Silencing is generally considered a bad thing. Which is quite right, considering how many people still have to fight for their voices, and demand to be heard. It is not okay to silence people. That should go without saying.
The problem is, it seems like very little can go without saying any more. The right to free speech is huge and crucial, so crucial that people die for it. But we do also have a right to silence. And I am profoundly disturbed by the idea that an absence of speech should be denied, interpreted or condemned.
I’m specifically thinking of the way members of a group (or at least some groups) are expected to denounce a member who behaves badly, or be tarnished by the association. Thus, there seems to be an idea that all Muslims, in general and particular, should denounce the Charlie Hebdo murders. (There are 1.6bn Muslims in the world. This is going to clog up Twitter something rotten.) Anyone who spends any time on the internet or reads the news will be able to supply their own examples, large or small. “There were calls for X to condemn Y…” “Are you seriously okay with what she said? Well, why haven’t you said anything then?” “I can’t believe that anyone who cares about Z wouldn’t speak out!”
I am bang alongside people condemning bad behaviour, obviously. I start to feel uncomfortable when people demand other people should join them in condemning bad behaviour (especially since bad behaviour usually isn’t as clear cut as mass murder, and it’s not unknown for crowds to be wrong). And I get very worried indeed when not denouncing an offence is treated as tacit support for that offence–so that if you don’t join in the denunciation of someone who said or did a thing, that suggests you agree with the thing they said or did. So-and-so hasn’t said anything? Well, that looks bad… (It is, incidentally, noticeable that the demand to speak out never seems to be satisfied. Not enough people have denounced the offence, or they haven’t done it strongly enough, or they spoke out earlier but they ought to do it again right now because, you know, my outrage.)
There are plenty of reasons individuals might not ‘speak out’ against something that aren’t, “Hey, an atrocity, cool!” Sometimes people haven’t heard about whatever it is. Sometimes they think that an Internet status update is not a worthy response to, say, genocide. Sometimes they have a nuanced opinion that will take a while to process, or they haven’t worked out what their opinion actually is yet, or they don’t feel they know the whole story. Sometimes they feel that their opinion doesn’t need to be publicly stated, whether because they aren’t actually responsible or involved, or because it’s just not that interesting. Sometimes they don’t have an opinion at all.
Sometimes people might be afraid to speak for personal or professional reasons, and that fear might be real and valid. Sometimes they might have been advised that “anything you say will just make it worse”, and all too often that’s true.

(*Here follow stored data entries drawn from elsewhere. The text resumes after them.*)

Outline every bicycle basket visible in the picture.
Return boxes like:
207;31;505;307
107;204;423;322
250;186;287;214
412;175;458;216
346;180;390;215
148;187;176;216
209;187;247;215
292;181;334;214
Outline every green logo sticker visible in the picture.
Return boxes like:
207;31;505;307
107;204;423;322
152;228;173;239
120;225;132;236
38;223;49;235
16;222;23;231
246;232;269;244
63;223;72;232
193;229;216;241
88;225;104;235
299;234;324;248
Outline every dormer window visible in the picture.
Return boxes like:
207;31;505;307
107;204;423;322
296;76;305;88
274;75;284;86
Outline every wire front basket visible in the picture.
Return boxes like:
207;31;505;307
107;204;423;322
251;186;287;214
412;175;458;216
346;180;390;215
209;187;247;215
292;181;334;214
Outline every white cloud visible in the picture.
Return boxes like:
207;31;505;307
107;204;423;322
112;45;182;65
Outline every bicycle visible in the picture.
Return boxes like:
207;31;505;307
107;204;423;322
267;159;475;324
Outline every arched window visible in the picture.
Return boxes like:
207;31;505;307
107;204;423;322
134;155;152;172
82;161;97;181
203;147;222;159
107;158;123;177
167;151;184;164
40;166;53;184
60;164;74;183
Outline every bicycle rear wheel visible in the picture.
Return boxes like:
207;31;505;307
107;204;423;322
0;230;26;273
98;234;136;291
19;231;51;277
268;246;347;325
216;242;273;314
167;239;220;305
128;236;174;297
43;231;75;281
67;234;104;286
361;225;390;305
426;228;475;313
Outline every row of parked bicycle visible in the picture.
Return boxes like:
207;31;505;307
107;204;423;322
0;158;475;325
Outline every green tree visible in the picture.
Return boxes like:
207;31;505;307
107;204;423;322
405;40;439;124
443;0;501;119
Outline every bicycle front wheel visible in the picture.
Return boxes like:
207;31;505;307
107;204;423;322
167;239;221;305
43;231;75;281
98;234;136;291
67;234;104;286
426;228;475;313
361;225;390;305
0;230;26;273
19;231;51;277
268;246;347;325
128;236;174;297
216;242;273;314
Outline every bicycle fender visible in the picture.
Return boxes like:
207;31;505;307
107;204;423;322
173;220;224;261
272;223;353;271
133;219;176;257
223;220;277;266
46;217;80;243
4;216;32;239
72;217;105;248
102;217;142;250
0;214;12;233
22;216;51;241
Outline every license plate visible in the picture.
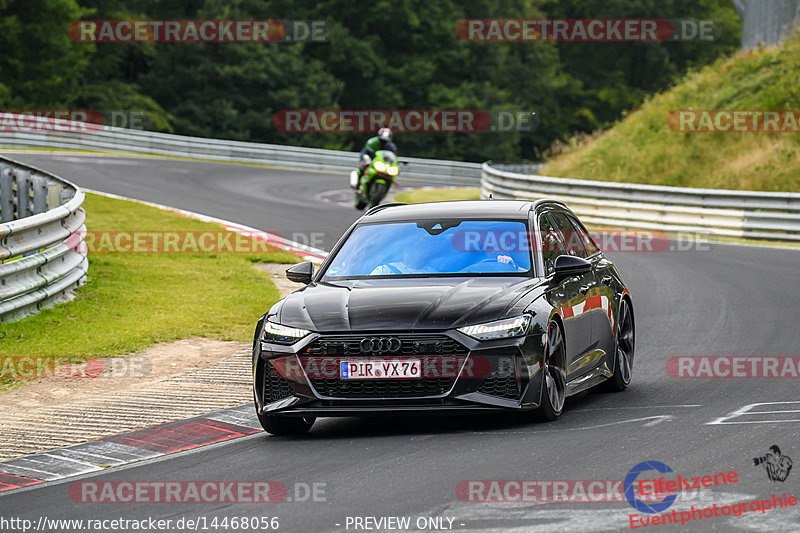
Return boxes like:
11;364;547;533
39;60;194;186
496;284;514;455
340;359;421;379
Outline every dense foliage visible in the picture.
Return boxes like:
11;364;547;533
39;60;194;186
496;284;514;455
0;0;741;161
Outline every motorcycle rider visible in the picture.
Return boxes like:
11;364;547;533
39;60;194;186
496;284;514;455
351;127;397;190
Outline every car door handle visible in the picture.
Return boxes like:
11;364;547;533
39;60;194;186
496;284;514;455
601;276;613;285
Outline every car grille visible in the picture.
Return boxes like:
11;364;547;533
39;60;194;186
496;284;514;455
477;371;520;400
305;335;468;357
301;335;468;398
263;359;294;403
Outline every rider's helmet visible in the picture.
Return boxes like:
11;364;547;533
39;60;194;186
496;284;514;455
377;128;392;143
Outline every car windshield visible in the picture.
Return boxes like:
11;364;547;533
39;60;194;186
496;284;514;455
323;220;532;278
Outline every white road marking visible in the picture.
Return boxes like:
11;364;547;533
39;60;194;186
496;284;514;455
573;404;701;411
315;186;415;208
560;415;674;430
474;415;674;435
708;401;800;425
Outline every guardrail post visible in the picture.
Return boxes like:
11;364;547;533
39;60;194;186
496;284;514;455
46;183;62;209
0;163;13;223
15;168;31;219
32;174;47;214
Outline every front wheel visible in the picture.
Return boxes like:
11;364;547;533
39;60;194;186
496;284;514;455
256;410;315;436
601;298;635;392
368;181;390;208
534;321;567;421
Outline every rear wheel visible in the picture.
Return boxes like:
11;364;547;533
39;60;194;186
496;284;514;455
602;298;635;392
535;321;567;421
256;409;315;436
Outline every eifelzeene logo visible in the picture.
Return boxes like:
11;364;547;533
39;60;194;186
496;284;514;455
753;445;793;482
624;461;678;514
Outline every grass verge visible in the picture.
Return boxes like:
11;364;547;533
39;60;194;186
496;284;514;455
541;33;800;192
0;192;298;389
394;187;480;204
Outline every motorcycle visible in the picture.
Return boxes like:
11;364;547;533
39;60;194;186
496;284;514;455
349;150;400;210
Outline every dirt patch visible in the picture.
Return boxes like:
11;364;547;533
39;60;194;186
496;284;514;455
0;338;249;414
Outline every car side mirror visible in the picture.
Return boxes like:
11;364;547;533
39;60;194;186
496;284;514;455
553;255;591;280
286;261;314;284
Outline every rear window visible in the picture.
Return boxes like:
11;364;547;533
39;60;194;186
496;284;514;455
323;220;533;278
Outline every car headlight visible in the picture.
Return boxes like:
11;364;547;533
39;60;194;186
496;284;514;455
262;320;311;344
387;166;399;176
458;315;531;341
373;161;387;172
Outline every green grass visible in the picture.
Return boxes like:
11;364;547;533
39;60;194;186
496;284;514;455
394;187;480;203
0;192;298;387
541;33;800;192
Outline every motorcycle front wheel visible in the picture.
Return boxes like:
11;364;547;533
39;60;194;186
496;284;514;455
368;181;390;208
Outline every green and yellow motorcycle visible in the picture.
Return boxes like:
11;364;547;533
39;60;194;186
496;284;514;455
349;150;400;210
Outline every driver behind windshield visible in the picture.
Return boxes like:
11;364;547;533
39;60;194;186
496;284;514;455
370;236;436;275
369;234;519;275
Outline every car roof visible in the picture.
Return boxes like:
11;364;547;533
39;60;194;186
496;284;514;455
361;200;562;222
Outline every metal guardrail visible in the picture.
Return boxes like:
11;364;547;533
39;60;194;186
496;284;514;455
0;115;481;186
0;157;87;322
482;162;800;242
735;0;800;50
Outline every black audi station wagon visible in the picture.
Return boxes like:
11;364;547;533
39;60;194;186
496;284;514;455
253;200;634;435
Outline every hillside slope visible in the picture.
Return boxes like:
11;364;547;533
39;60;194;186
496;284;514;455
541;33;800;192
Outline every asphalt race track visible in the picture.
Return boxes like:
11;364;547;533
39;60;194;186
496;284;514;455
3;153;800;532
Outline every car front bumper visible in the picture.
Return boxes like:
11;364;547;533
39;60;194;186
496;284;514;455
253;330;546;416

Some people don’t want to be drawn into the argument in the first place. That’s a valid choice that deserves respect. We aren’t obliged to engage with every topic, even when we feel strongly about the subject, and we’re probably happier when we don’t.
Sometimes people actively choose to shut up. That might be because they’d rather treat an outrage with silent contempt or deny it publicity. The most irritating and effective thing you can do to a run-of-the-mill troll is ignore them. But also, sometimes people in privileged groups need to shut up and let others talk, amplify their voices rather than adding our own, clear a space for marginalised people. If our own speech is valuable, everyone else should get a go too.
Sometimes people would rather listen than talk. That’s actually quite important in a conversation. My grandmother used to say, “This is why you have two ears and one mouth,” and, like all grandmothers, she was right.
Be silent or let thy words be worth more than silence. (Pythagoras)
Nobody should be silenced. Actively recruiting popular support can be a huge force for good, as long as we don’t preemptively damn those who don’t sign up. But if we value speech, we should also respect the choice to be quiet, whether people are listening, thinking, or choosing not to engage for any of a million reasons. Silence is not consent. And insisting that people speak or be damned is a way of controlling their voices–which seems to me the opposite of what free speech is about.
After all, it’s not like the Internet is going to run out of opinions any time soon.